シェアハウスの一冊『酒井若菜と8人の男たち』酒井若菜

[ シェアハウスの本たち ]

そんなに好きではなかったけれど、いつも近くにいたら、いつの間にか気になる存在になっていた、なんてことはたまにある。

酒井若菜は、僕にとってそんな存在です。

いや、もちろん実際に近くにいたわけではなく、僕が高校生や大学生だった頃、好きになったドラマや映画の中に「いた」だけであります。

ドラマ『池袋ウエストゲートパーク』や『木更津キャッツアイ』、映画『虹の女神』や『恋の門』など、酒井若菜が主役のものばかりではないけれど、なんだかいつも「いる」なぁ、と僕は感じていたわけです。

そして数年後、『心がおぼつかない夜に』という彼女の著書や、彼女のブログの存在を僕は知り、読んでみてびっくりすることになります。

「苦しかった時期」を乗り越えた優しさや、読む人への気遣いを、繊細な文章で表現しているなぁ、と感じたからです。

彼女の文章にも心を惹かれることになった僕は、その後の活動にも注目していたのですが、そんなときにこの本『酒井若菜と8人の男たち』が出たわけです。

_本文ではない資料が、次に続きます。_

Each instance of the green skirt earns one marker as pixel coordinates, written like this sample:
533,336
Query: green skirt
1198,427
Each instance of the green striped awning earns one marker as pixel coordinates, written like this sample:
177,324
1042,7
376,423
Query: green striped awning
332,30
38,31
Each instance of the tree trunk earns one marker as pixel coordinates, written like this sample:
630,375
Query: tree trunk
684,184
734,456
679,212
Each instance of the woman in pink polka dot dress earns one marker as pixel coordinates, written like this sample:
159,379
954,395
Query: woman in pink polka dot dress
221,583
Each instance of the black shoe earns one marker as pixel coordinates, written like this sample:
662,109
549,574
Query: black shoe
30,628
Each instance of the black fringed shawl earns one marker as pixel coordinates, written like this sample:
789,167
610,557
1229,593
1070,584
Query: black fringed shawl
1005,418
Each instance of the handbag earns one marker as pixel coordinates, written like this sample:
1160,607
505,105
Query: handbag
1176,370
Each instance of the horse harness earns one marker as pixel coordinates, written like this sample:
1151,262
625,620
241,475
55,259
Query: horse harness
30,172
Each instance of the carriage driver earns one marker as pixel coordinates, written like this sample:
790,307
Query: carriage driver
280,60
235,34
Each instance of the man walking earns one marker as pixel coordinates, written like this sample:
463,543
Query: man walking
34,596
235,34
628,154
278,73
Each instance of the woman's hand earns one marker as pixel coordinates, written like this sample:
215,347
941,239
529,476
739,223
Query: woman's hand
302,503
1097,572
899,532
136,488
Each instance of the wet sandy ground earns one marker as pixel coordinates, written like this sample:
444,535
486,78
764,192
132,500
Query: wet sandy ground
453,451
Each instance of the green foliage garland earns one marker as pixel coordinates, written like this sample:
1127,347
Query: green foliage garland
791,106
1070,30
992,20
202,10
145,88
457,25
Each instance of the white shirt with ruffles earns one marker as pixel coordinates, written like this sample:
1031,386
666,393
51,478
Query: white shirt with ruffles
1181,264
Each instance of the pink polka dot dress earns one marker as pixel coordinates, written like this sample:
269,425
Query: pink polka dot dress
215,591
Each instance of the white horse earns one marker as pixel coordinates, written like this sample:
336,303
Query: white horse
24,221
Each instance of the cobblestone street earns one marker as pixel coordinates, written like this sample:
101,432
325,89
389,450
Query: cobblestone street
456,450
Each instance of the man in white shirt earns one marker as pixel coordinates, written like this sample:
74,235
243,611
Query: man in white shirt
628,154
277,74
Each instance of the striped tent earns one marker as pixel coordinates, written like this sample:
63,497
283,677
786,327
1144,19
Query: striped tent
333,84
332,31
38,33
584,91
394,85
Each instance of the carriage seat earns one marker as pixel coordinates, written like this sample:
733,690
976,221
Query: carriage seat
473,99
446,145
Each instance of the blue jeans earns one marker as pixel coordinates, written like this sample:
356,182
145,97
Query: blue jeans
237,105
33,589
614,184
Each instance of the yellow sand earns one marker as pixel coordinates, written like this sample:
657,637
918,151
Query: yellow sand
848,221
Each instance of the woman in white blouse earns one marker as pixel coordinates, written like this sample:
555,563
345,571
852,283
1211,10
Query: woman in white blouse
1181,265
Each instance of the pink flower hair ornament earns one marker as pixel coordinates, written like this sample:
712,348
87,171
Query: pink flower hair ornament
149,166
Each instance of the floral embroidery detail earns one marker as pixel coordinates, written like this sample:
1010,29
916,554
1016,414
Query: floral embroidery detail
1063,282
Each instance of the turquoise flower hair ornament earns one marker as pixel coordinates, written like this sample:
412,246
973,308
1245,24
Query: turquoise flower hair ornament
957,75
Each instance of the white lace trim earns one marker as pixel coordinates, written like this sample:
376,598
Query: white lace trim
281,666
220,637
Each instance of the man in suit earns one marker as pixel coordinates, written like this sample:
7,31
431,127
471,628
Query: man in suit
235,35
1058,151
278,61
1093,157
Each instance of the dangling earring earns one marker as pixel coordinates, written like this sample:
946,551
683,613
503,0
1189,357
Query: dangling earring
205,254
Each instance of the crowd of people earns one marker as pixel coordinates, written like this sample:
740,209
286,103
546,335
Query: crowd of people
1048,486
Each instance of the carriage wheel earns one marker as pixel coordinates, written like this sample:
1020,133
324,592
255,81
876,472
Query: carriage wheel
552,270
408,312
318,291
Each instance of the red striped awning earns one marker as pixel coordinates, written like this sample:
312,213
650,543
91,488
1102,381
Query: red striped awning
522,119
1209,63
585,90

この本は、酒井若菜と、彼女と親交のある8人の男たちとの対談集です。対談には特別なテーマはなく、それぞれの「親交」そのものについて語り合っています。

「苦しかった時期」に支えてもらった話や、逆に支えた話、共演したドラマや映画に対する想いなどが語られ、それぞれの対談の後には、彼女のエッセイが付け加えられています。

全体としてみると、単なる対談集ではなく、「酒井若菜」という一つの物語になっているように感じます。

そして、そうなるように、彼女自身が構成を考えて、本を創り上げているところがまたすごい。

さらに酒井若菜を好きになってしまう一冊でした。